Frank D. McConnell: A Brief Biography
Frank D. McConnell, born in 1942, first distinguished
himself in the 1960s as a graduate student in English at Yale University, where he studied under noted scholar and writer Harold Bloom and received his Ph.D.
in 1968. After teaching at Cornell University, he was hired as professor of
English at Northwestern University in 1971 and quickly made a name for himself
with an outpouring of books and articles on an amazing variety of topics,
including William Wordsworth, H. G. Wells, film, and contemporary American
novelists. In 1977, for the first of four times, he served on the committee
that awarded the Pulitzer Prize in fiction. In 1982, he became an English
professor at the University of California, Santa Barbara, and largely shifted
to more lucrative and creative endeavors, including a regular column on the
media for Commonweal magazine, book reviews for several major
newspapers, and four detective novels.
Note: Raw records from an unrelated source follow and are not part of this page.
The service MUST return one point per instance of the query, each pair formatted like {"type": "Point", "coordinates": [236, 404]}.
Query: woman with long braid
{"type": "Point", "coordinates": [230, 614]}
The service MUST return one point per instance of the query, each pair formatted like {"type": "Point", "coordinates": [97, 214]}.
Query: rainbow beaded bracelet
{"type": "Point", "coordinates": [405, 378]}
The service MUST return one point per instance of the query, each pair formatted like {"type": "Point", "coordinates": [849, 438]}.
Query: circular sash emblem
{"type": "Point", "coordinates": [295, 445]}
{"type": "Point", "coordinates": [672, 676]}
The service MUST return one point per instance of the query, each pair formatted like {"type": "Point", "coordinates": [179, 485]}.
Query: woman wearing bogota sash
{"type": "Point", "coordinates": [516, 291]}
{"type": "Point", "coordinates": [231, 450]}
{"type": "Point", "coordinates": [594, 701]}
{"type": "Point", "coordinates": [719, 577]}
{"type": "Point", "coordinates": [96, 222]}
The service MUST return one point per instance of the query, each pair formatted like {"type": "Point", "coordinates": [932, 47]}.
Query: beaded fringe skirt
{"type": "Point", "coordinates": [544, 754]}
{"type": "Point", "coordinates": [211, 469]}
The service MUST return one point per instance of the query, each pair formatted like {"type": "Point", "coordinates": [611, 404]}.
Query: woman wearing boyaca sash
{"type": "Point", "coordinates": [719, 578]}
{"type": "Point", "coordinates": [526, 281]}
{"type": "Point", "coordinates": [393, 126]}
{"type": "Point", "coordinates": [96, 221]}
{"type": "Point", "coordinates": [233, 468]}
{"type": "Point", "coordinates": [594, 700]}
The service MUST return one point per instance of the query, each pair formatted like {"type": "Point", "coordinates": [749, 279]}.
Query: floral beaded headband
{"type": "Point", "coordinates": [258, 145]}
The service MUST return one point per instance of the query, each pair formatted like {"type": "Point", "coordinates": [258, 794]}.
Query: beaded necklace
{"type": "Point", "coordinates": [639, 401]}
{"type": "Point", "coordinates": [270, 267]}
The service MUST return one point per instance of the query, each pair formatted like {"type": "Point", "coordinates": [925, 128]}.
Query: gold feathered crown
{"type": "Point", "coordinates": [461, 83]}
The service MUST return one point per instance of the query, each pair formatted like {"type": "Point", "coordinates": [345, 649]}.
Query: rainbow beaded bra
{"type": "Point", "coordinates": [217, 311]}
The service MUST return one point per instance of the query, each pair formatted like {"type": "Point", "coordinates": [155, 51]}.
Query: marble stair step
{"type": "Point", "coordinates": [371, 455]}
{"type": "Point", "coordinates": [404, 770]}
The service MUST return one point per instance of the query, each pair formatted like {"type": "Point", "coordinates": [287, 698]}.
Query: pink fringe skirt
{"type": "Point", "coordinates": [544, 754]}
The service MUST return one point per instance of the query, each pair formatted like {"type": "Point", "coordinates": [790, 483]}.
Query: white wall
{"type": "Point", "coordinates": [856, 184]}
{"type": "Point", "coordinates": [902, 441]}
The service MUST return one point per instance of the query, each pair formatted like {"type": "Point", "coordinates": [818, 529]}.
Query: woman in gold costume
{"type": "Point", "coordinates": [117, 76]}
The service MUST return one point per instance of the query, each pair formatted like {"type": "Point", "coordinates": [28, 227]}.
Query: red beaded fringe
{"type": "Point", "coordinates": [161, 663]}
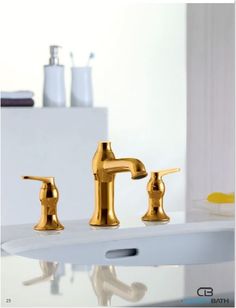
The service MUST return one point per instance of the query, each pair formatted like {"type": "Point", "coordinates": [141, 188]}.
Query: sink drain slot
{"type": "Point", "coordinates": [121, 253]}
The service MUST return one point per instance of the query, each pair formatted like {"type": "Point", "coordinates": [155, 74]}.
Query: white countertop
{"type": "Point", "coordinates": [29, 282]}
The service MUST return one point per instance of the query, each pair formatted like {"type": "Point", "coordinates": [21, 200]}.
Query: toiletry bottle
{"type": "Point", "coordinates": [54, 82]}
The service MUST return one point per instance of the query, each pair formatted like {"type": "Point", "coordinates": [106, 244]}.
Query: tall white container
{"type": "Point", "coordinates": [54, 82]}
{"type": "Point", "coordinates": [81, 86]}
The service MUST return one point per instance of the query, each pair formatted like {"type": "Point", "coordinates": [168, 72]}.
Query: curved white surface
{"type": "Point", "coordinates": [182, 241]}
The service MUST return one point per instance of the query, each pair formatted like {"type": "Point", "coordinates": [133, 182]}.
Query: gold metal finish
{"type": "Point", "coordinates": [156, 191]}
{"type": "Point", "coordinates": [48, 196]}
{"type": "Point", "coordinates": [106, 284]}
{"type": "Point", "coordinates": [105, 166]}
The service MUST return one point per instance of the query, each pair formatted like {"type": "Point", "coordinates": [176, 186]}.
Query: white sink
{"type": "Point", "coordinates": [193, 241]}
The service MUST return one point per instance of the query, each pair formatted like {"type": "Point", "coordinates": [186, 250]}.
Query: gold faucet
{"type": "Point", "coordinates": [105, 166]}
{"type": "Point", "coordinates": [48, 196]}
{"type": "Point", "coordinates": [156, 191]}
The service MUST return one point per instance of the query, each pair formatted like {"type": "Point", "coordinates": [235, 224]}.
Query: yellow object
{"type": "Point", "coordinates": [156, 191]}
{"type": "Point", "coordinates": [218, 197]}
{"type": "Point", "coordinates": [105, 166]}
{"type": "Point", "coordinates": [48, 196]}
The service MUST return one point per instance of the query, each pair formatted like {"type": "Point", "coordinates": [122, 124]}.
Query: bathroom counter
{"type": "Point", "coordinates": [30, 283]}
{"type": "Point", "coordinates": [72, 284]}
{"type": "Point", "coordinates": [79, 242]}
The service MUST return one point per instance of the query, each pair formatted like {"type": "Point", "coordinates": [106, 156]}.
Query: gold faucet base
{"type": "Point", "coordinates": [105, 220]}
{"type": "Point", "coordinates": [49, 227]}
{"type": "Point", "coordinates": [156, 216]}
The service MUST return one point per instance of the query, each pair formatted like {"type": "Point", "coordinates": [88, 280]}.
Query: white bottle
{"type": "Point", "coordinates": [54, 81]}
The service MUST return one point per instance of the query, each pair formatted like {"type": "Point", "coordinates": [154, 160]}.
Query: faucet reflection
{"type": "Point", "coordinates": [50, 271]}
{"type": "Point", "coordinates": [106, 284]}
{"type": "Point", "coordinates": [105, 167]}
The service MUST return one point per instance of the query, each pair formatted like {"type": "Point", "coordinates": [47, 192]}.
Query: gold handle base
{"type": "Point", "coordinates": [156, 214]}
{"type": "Point", "coordinates": [51, 223]}
{"type": "Point", "coordinates": [105, 219]}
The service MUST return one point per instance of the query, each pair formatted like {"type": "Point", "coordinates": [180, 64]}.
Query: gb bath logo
{"type": "Point", "coordinates": [205, 291]}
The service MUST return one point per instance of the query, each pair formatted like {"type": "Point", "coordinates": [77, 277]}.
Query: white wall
{"type": "Point", "coordinates": [139, 74]}
{"type": "Point", "coordinates": [211, 99]}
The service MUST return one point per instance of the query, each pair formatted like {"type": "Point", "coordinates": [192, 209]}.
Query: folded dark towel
{"type": "Point", "coordinates": [22, 102]}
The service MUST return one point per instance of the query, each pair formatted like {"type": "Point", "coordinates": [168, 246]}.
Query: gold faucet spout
{"type": "Point", "coordinates": [105, 167]}
{"type": "Point", "coordinates": [133, 165]}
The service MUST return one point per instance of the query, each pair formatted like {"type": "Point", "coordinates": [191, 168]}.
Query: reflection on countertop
{"type": "Point", "coordinates": [106, 284]}
{"type": "Point", "coordinates": [30, 283]}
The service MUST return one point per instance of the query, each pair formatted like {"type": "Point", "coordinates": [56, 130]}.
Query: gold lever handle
{"type": "Point", "coordinates": [47, 180]}
{"type": "Point", "coordinates": [48, 196]}
{"type": "Point", "coordinates": [156, 191]}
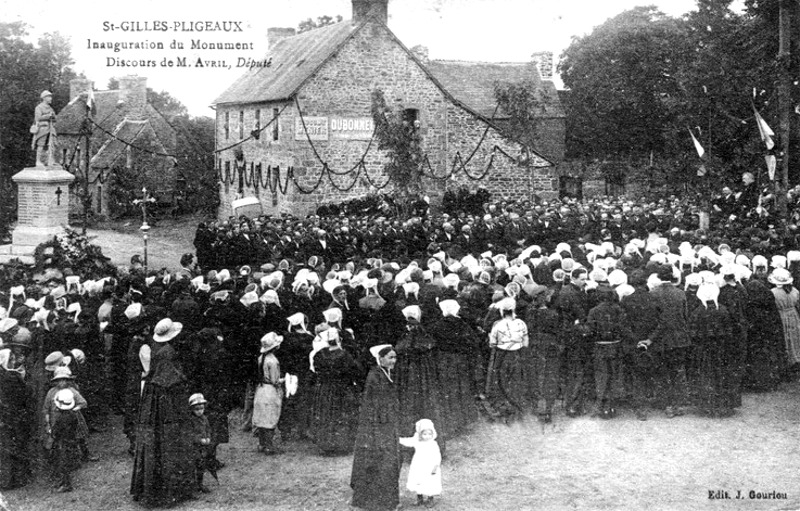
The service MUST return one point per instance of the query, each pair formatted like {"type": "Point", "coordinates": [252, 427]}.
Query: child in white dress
{"type": "Point", "coordinates": [424, 474]}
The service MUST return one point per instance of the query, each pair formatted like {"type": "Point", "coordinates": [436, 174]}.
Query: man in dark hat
{"type": "Point", "coordinates": [670, 340]}
{"type": "Point", "coordinates": [573, 306]}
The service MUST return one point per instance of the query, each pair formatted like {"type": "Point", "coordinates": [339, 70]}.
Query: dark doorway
{"type": "Point", "coordinates": [571, 187]}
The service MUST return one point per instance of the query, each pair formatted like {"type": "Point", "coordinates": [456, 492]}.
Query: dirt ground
{"type": "Point", "coordinates": [582, 463]}
{"type": "Point", "coordinates": [168, 239]}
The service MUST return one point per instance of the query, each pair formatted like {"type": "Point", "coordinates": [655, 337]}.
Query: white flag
{"type": "Point", "coordinates": [697, 146]}
{"type": "Point", "coordinates": [765, 131]}
{"type": "Point", "coordinates": [771, 164]}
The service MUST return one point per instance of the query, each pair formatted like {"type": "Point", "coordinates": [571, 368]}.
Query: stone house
{"type": "Point", "coordinates": [310, 103]}
{"type": "Point", "coordinates": [129, 136]}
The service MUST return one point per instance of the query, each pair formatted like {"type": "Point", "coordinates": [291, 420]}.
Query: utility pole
{"type": "Point", "coordinates": [784, 97]}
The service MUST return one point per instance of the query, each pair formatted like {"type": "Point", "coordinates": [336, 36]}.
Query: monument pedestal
{"type": "Point", "coordinates": [42, 210]}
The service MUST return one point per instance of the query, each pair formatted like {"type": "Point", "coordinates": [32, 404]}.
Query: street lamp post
{"type": "Point", "coordinates": [144, 228]}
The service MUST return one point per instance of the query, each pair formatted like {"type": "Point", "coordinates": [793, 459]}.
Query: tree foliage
{"type": "Point", "coordinates": [524, 103]}
{"type": "Point", "coordinates": [640, 81]}
{"type": "Point", "coordinates": [321, 21]}
{"type": "Point", "coordinates": [398, 136]}
{"type": "Point", "coordinates": [622, 85]}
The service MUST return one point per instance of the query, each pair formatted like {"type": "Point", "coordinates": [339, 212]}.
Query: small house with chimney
{"type": "Point", "coordinates": [130, 144]}
{"type": "Point", "coordinates": [298, 132]}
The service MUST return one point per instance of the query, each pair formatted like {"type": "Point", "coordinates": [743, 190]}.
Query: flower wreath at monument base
{"type": "Point", "coordinates": [70, 250]}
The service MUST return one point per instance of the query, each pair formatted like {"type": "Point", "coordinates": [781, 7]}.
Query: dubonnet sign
{"type": "Point", "coordinates": [334, 128]}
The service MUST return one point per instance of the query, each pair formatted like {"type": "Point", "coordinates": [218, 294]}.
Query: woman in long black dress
{"type": "Point", "coordinates": [458, 367]}
{"type": "Point", "coordinates": [16, 418]}
{"type": "Point", "coordinates": [294, 359]}
{"type": "Point", "coordinates": [417, 378]}
{"type": "Point", "coordinates": [376, 462]}
{"type": "Point", "coordinates": [335, 402]}
{"type": "Point", "coordinates": [163, 465]}
{"type": "Point", "coordinates": [714, 337]}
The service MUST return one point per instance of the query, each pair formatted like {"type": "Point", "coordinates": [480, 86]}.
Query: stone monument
{"type": "Point", "coordinates": [42, 191]}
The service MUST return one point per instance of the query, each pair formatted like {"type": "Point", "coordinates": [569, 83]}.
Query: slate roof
{"type": "Point", "coordinates": [472, 83]}
{"type": "Point", "coordinates": [110, 116]}
{"type": "Point", "coordinates": [114, 149]}
{"type": "Point", "coordinates": [294, 59]}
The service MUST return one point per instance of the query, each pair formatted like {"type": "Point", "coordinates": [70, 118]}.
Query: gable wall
{"type": "Point", "coordinates": [342, 87]}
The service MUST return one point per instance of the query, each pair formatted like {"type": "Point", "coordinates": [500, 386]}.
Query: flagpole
{"type": "Point", "coordinates": [784, 97]}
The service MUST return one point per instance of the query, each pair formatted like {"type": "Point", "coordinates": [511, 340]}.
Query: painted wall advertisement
{"type": "Point", "coordinates": [333, 128]}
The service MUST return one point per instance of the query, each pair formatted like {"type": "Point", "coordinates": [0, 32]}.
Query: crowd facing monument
{"type": "Point", "coordinates": [605, 304]}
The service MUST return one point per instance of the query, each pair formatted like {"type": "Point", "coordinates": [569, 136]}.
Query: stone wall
{"type": "Point", "coordinates": [372, 59]}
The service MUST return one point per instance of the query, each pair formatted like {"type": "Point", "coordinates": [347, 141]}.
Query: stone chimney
{"type": "Point", "coordinates": [421, 52]}
{"type": "Point", "coordinates": [363, 9]}
{"type": "Point", "coordinates": [78, 86]}
{"type": "Point", "coordinates": [133, 92]}
{"type": "Point", "coordinates": [276, 34]}
{"type": "Point", "coordinates": [544, 62]}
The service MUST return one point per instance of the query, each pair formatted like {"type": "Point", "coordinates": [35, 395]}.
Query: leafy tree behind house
{"type": "Point", "coordinates": [321, 21]}
{"type": "Point", "coordinates": [26, 70]}
{"type": "Point", "coordinates": [402, 142]}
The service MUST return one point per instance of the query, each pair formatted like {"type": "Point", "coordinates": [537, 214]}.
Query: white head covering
{"type": "Point", "coordinates": [617, 278]}
{"type": "Point", "coordinates": [451, 281]}
{"type": "Point", "coordinates": [708, 292]}
{"type": "Point", "coordinates": [506, 304]}
{"type": "Point", "coordinates": [298, 319]}
{"type": "Point", "coordinates": [333, 315]}
{"type": "Point", "coordinates": [133, 310]}
{"type": "Point", "coordinates": [376, 350]}
{"type": "Point", "coordinates": [270, 296]}
{"type": "Point", "coordinates": [5, 356]}
{"type": "Point", "coordinates": [270, 341]}
{"type": "Point", "coordinates": [249, 298]}
{"type": "Point", "coordinates": [411, 288]}
{"type": "Point", "coordinates": [425, 424]}
{"type": "Point", "coordinates": [693, 279]}
{"type": "Point", "coordinates": [412, 312]}
{"type": "Point", "coordinates": [449, 308]}
{"type": "Point", "coordinates": [624, 290]}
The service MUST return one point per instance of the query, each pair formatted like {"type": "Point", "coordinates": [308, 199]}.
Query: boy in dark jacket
{"type": "Point", "coordinates": [201, 438]}
{"type": "Point", "coordinates": [64, 431]}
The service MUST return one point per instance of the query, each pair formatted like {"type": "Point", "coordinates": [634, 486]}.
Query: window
{"type": "Point", "coordinates": [227, 177]}
{"type": "Point", "coordinates": [615, 187]}
{"type": "Point", "coordinates": [411, 118]}
{"type": "Point", "coordinates": [570, 187]}
{"type": "Point", "coordinates": [411, 115]}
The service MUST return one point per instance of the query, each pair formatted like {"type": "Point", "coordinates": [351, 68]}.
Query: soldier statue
{"type": "Point", "coordinates": [44, 131]}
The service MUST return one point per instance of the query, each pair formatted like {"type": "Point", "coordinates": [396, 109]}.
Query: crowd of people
{"type": "Point", "coordinates": [353, 332]}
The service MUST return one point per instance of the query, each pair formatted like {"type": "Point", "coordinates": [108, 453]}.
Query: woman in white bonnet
{"type": "Point", "coordinates": [507, 378]}
{"type": "Point", "coordinates": [459, 367]}
{"type": "Point", "coordinates": [713, 337]}
{"type": "Point", "coordinates": [334, 406]}
{"type": "Point", "coordinates": [294, 360]}
{"type": "Point", "coordinates": [787, 298]}
{"type": "Point", "coordinates": [416, 375]}
{"type": "Point", "coordinates": [268, 399]}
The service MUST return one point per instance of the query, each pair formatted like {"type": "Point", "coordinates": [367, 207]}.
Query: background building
{"type": "Point", "coordinates": [309, 105]}
{"type": "Point", "coordinates": [129, 141]}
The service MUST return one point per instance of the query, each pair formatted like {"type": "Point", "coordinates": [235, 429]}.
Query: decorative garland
{"type": "Point", "coordinates": [273, 176]}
He also began presenting a series of
brilliant and wildly amusing papers about science fiction at the annual J.
Lloyd Eaton Conferences on Science Fiction and Fantasy Literature, which soon
will be gathered together for the first time and published under the title The
Science of Fiction and the Fiction of Science: Storytelling, Science Fiction,
and the Gnostic Imagination along with a Foreword by longtime friend Neil
Gaiman and tributes from eleven other friends and colleagues, including Harold
Bloom and Gregory Benford. A man beloved for his wit and wisdom wherever he
went, Frank McConnell died suddenly on January 17, 1999, ironically on the date
that he was scheduled to present the Keynote Address at the 1999 Eaton
Conference; the paper he had completed for the occasion, "The Science of
Fiction and the Fiction of Science: A Storytelling Animal in an Inhospitable
World," will finally be available to a wide audience in the aforementioned
collection. McConnell was survived by his second wife, Celeste McConnell
Barber, two children, and one stepson.